European Funds Comment: UK Limited Partnership Law Reform

14 December 2018
Issue 61

This week saw some welcome news for users of UK limited partnerships (including their more modern incarnation: the Private Fund Limited Partnership) – although unfortunately the industry’s relief has to remain somewhat qualified. A long-awaited announcement of the outcome of a consultation on changes to limited partnership law has side-stepped the most damaging of the original proposals, but still leaves a number of unanswered questions.

As we have reported before, the UK government’s continuing deliberations on changes to UK limited partnership law have had a destabilising effect on Europe’s market-leading fund structure. As long ago as January 2017, the British government said that it was aware that limited partnerships were being used by a small number of people to facilitate criminal activity. Quite rightly, it decided to do something about it, but did not say what. When it consulted on tentative proposals in April 2018, the government caused some consternation among the many law-abiding users of limited partnerships, who urged the government to confirm quickly that it would not make changes that would harm the competitiveness of the internationally recognised structure. The government has spent the intervening period deliberating – without providing the requested assurance – and even now has not spelt out the full detail of its revised law reform proposals.

There is certainly welcome news in this week’s announcement. First, the government has made it clear that, although a UK limited partnership will have to show some ongoing connection to the UK, it will not have to maintain the firm’s principal place of business in the UK. Respondents to the earlier consultation, including many in the private funds industry, argued that one of the benefits of the UK structure was that it allowed a partnership’s principal place of business to be moved outside of the UK after initial registration, making it an attractive option for international businesses. In future, the government says, it will be necessary to demonstrate some link to the UK, but this could be (for example) by engaging the services of an agent that is registered with an anti-money laundering supervisory body and who accepts service of documents for the partnership. That may complicate the administrative arrangements for some firms, but it does not seem overly burdensome. Unfortunately, it is not yet clear how that requirement will apply to existing partnerships, although the government is thinking about “transitional provisions”.

The government has also confirmed that UK limited partnerships will not have to prepare and file accounts on the same basis as UK companies. It said that the case for that had not been made, and any benefits would be outweighed by the burdens. However, there is a reference in the consultation response to “closing gaps” in the existing requirements: it is not clear what that means and, therefore, some level of uncertainty remains.

The government has decided, though, that it will mandate additional transparency requirements. These will include more information to be provided on initial registration of the partnership, and an ongoing requirement to make an annual return to keep that information up to date. In principle, that seems manageable, but some of the information required could be problematic for private equity fund managers. In addition, further work is apparently being undertaken by the government to establish whether to require “beneficial ownership information from corporate partners” that are not already required to provide it. The industry will be keen to get more detail on the implications of those further deliberations.

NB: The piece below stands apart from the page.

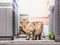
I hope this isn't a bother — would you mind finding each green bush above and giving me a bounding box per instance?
[48,32,55,40]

A requirement for new limited partnerships to be registered by a person who is itself registered for anti-money laundering purposes also seems proportionate and will not hinder most private fund managers that want to create an English or Scottish limited partnership. And – in its understandable desire to clean up the register, and allow the Registrar to strike off partnerships that appear not to be trading – the government appears to have taken on board concerns that limited partners may be at risk of inadvertently losing their limited liability, but it is not yet clear how it will address those concerns. Until that is clarified, the market cannot be sure that the rights of innocent limited partners will be fully protected.

There is some good news to end 2018 for those with UK limited partnerships in their fund structures. But, in a year of uncertainty for many European private equity firms, it is disappointing that even this issue has not been put completely to bed.

European Funds Comment will take a break and will return in January 2019. We wish all our readers a relaxing and enjoyable holiday season.